Tuesday, May 18, 2010

CyLab Research has Powerful Impact on 2010 IEEE Security & Privacy Symposium

Samuel Langhorne Clemens (a.k.a. Mark Twain) in the lab of Nikola Tesla, spring of 1894.

CyLab Research has Powerful Impact on 2010 IEEE Symposium on Security & Privacy

By Richard Power


Thirty-one papers were presented at the thirty-first annual IEEE Symposium on Security and Privacy, held in Oakland, California (5/16/10-5/19/10); of those thirty-one papers, six were authored by CyLab researchers, offering powerful testimony to the relevancy of CyLab's research and its impact on current and future trends in security and privacy in cyberspace.

TrustVisor, Efficient TCB Reduction and Attestation: Jonathan McCune (Carnegie Mellon University), Yanlin Li (Carnegie Mellon University), Ning Qu (Nvidia), Zongwei Zhou (Carnegie Mellon University), Anupam Datta (Carnegie Mellon University), Virgil Gligor (Carnegie Mellon University), Adrian Perrig (Carnegie Mellon University)

"We present TrustVisor, a special-purpose hypervisor that provides code integrity as well as data integrity and secrecy for selected portions of an application."

Round-Efficient Broadcast Authentication Protocols for Fixed Topology Classes: Haowen Chan, Adrian Perrig (Carnegie Mellon University)

"The new protocols avoid the high computation overhead of one-time signatures and multi-receiver MACs, as well as the time synchronization needed by TESLA. In terms of rounds of complexity and communication congestion, our protocols provide points in the design space that are not achievable by previously published protocols."

All You Ever Wanted to Know about Dynamic Taint Analysis and Forward Symbolic Execution (but might have been afraid to ask): Thanassis Avgerinos, Edward Schwartz, David Brumley (Carnegie Mellon University)

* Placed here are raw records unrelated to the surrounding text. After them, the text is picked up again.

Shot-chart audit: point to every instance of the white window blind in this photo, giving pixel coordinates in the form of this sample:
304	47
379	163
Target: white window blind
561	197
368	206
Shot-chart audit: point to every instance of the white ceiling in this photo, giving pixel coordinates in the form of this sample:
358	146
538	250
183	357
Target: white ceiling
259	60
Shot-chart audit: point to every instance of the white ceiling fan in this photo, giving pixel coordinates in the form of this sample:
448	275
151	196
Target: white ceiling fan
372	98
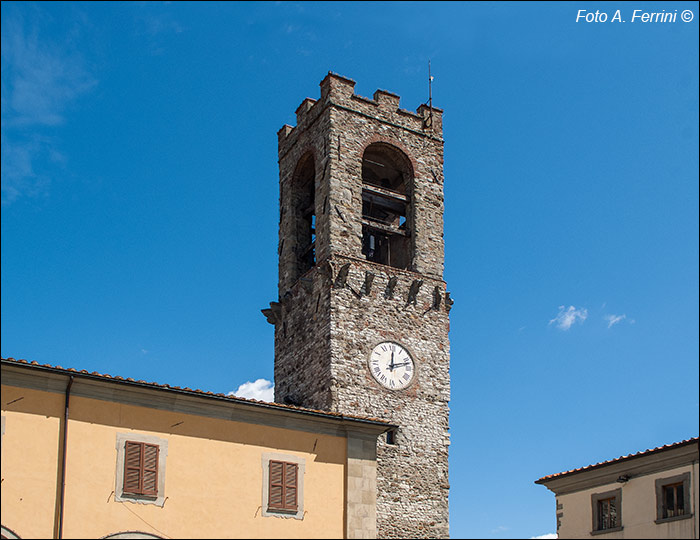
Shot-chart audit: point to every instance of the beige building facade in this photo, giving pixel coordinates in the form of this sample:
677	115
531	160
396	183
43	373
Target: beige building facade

"The contributions of this paper are two-fold. First, we precisely describe the algorithms for dynamic taint analysis and forward symbolic execution as extensions to the run-time semantics of a general language. Second, we highlight important implementation choices, common pitfalls, and considerations when using these techniques in a security context."

A Proof-Carrying File System: Deepak Garg, Frank Pfenning (Carnegie Mellon University)

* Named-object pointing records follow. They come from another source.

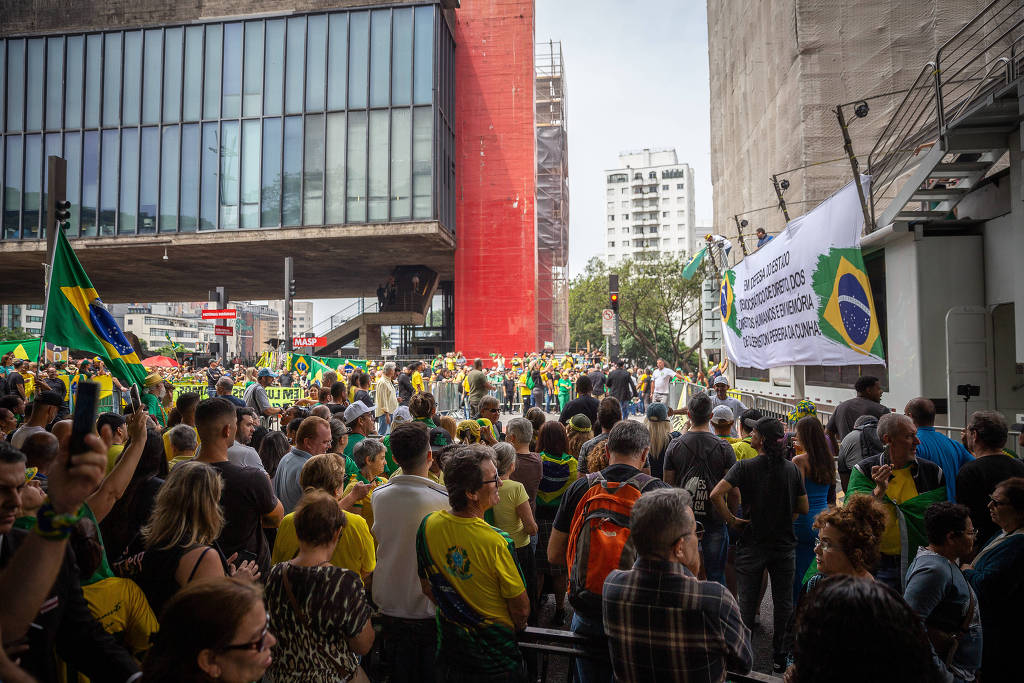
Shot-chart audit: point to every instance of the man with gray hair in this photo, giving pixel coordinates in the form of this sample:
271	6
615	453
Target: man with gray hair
664	624
906	484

"We present the design and implementation of PCFS, a file system that adapts proof-carrying authorization to provide direct, rigorous and efficient enforcement of dynamics access policies."

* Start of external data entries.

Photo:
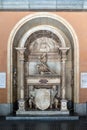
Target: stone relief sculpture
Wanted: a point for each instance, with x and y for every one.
(43, 68)
(43, 87)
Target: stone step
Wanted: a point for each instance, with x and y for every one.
(43, 118)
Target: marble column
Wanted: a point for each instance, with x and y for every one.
(63, 73)
(20, 57)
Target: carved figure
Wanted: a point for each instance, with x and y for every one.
(43, 67)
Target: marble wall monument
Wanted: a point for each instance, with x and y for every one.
(41, 75)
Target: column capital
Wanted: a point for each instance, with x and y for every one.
(20, 49)
(20, 52)
(63, 51)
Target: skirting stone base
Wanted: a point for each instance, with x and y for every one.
(42, 113)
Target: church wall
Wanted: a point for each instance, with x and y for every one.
(78, 21)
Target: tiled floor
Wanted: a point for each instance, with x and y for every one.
(80, 124)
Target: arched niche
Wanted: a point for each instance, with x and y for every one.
(43, 21)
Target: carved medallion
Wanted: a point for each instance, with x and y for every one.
(42, 98)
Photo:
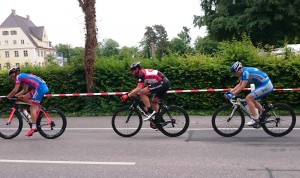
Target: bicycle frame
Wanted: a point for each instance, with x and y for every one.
(16, 107)
(238, 103)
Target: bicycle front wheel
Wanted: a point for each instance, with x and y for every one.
(126, 122)
(280, 120)
(173, 121)
(228, 122)
(12, 129)
(51, 123)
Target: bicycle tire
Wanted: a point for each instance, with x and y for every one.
(14, 128)
(223, 126)
(279, 125)
(126, 122)
(173, 121)
(54, 129)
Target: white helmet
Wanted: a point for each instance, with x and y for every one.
(236, 66)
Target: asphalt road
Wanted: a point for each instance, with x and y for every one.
(90, 148)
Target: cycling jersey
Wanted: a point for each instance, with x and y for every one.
(158, 83)
(254, 75)
(150, 76)
(29, 79)
(261, 79)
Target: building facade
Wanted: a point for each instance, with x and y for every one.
(23, 43)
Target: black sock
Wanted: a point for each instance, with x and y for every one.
(149, 110)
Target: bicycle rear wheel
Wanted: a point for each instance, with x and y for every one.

Scalable Parametric Verification of Secure Systems: How to Verify Reference Monitors without Worrying about Data Structure Size: Jason Franklin (Carnegie Mellon University), Sagar Chaki (Carnegie Mellon University), Anupam Datta (Carnegie Mellon University), Arvind Seshadri (IBM Research)

"This paper develops a parametric verification technique that scales even when reference monitors and adversaries operate over unbounded, but finite data structures. Specifically, we develop a parametric guarded command language for modeling reference monitors and adversaries."

Bootstrapping Trust in Commodity Computers: Bryan Parno, Jonathan M. McCune, Adrian Perrig (Carnegie Mellon University)

"In this survey, we organize and clarify extensive research on bootstrapping trust in commodity systems. We identify inconsistencies (e.g., attacks prevented by various forms of secure and trusted boot) and commonalities (e.g., all existing attempts to capture dynamic system properties still reply in some sense on static, load-time guarantees) in previous work."

In addition to the six papers presented, two CyLab researchers (Jonathan McCune and David Brumley) chaired sessions, and a third, Collin Jackson, led a workshop.